We saw that the largest single dependency was a 400 kB chat widget developed by an internal team. This chat widget is helpful for customer service, but is shown at the bottom of the page. This means that we can treat it as offscreen and non-critical. Non-critical components are perfect candidates for lazy loading. Lazy loading is the process of splitting a module or component into a separate bundle. This new bundle is downloaded only when needed, after the primary bundles have executed and a user can interact with the page. Using React Loadable we split the chat widget out of the main bundles and instantly reduced the main bundle’s size by 13%.
We also saw that we could replace a few third-party dependencies. object-hash was used to key JSON objects; we replaced it with fast-stable-stringify, which was 99% smaller. A release candidate of cheerio included two HTML parsers; we downgraded to a stable version that included a single parser and saved 190 kB.
Since the project uses Yarn to manage dependencies, we took advantage of its resolutions feature to remove some duplicate dependencies. These duplications arise with “transitive” dependencies, which are not direct dependencies of the project but instead dependencies of those direct dependencies. Yarn’s resolutions control which versions of transitive dependencies are used, essentially overriding your own dependencies’ package.json files. This feature should be used with caution and the results should definitely be tested!
In our project we found 12 duplicated transitive dependencies that could be de-duplicated to close (minor or patch) versions. This group contained heavy libraries, including two extra versions of lodash (67 kB apiece) and react-dom (90 kB). After automated and manual testing, we confirmed it was safe to remove 250 kB of duplicated dependencies.
One of the largest single dependencies in our bundle was a metadata file inside moment-timezone. It included timezone details for every global timezone from 1900 to 2038, weighing in 180 kB. Using Webpack’s NormalModuleReplacementPlugin we replaced it with a custom 1.5 kB file that included only the geographies and years we needed for this project. (Others have noticed this giant dependency, too: recently Wordpress’ Gutenberg project chose to stop importing the metadata file altogether.)
Reducing image overhead
Lighthouse’s number one recommendation was deferred loading of offscreen images. One of the easiest ways to do this (in modern browsers) is to use an Intersection Observer to detect when an image is onscreen and only then load it. The handy (and tiny!) react-intersection-observer package provides a simple React abstraction.
Refactoring every component that loaded an image (either in an img component or as the background image for a div) would take a bit of time. We were on a tight timeline, so we decided to focus on large images. Just lazy loading 30% of the images on the homepage improved time to interactive by 8%.

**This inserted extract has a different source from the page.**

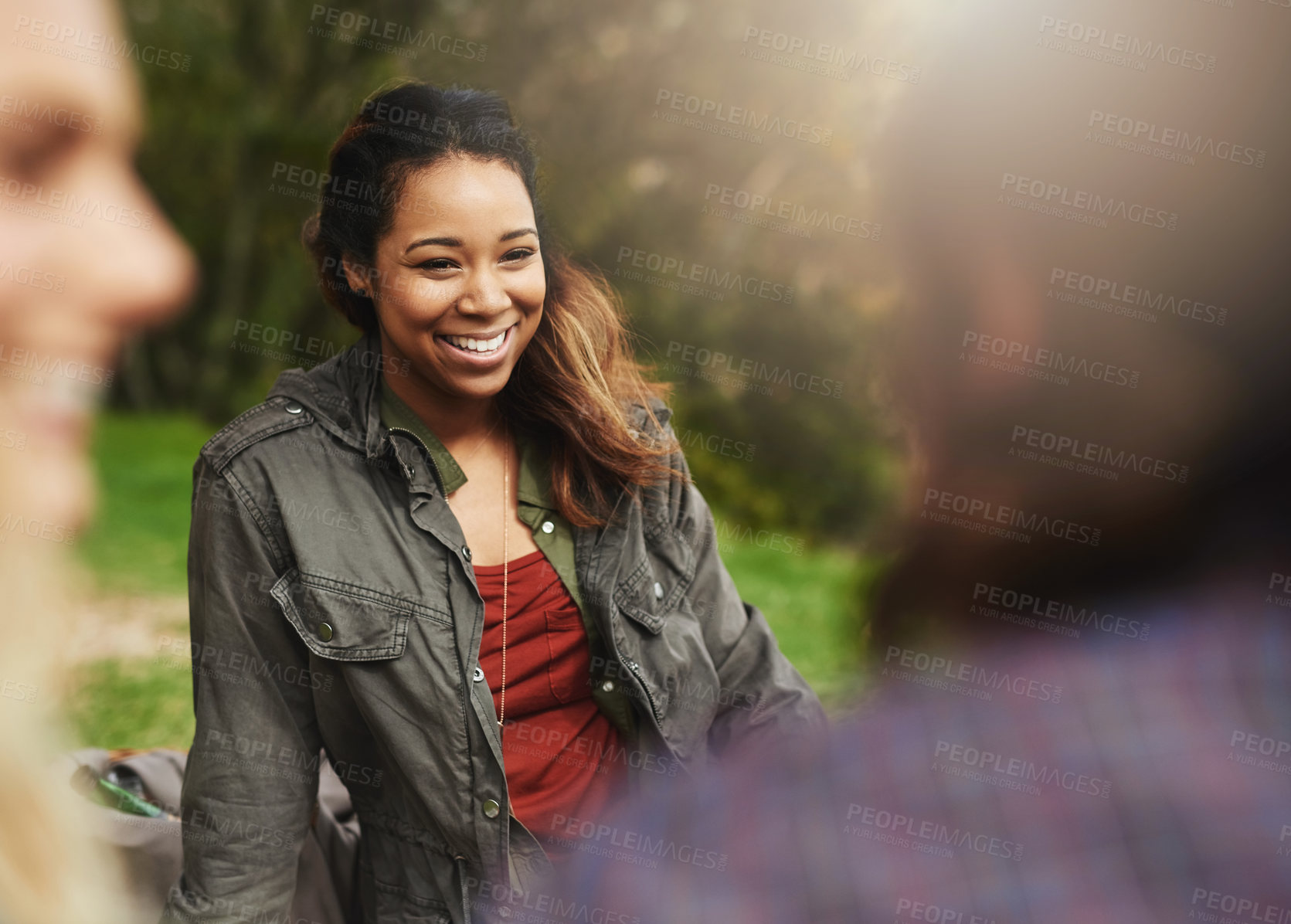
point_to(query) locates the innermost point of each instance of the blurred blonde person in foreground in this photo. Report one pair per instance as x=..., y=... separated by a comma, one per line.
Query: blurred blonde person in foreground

Reliable and automated performance testing
We wanted to test the results of our efforts reliably and easily. A complex test like Lighthouse has many moving parts—factors unrelated to code changes can affect a test. It’s best to run a performance test multiple times so that you can be more confident in the results.
Using Lighthouse’s UI inside of Chrome is great for one-off tests, but it’s cumbersome to run multiple times. Luckily Lighthouse and Chrome can both be automated. The Google Chrome team maintains lighthouse and chrome-launcher packages, so writing Node scripts to control the profiling process is easy. We wrote a simple script to execute batches of multiple lighthouse runs. We then combined the data to ensure we had statistically significant results.
Lessons and results
We exited the project with a few important lessons. First, large bundles don’t just hurt download time; they must be parsed, compiled, and executed, so they have an outsized effect on performance. Second, images shouldn’t be ignored; deferring image loading can have amazing benefits. Third, any other offscreen work—like loading chat components—should also be deferred when possible.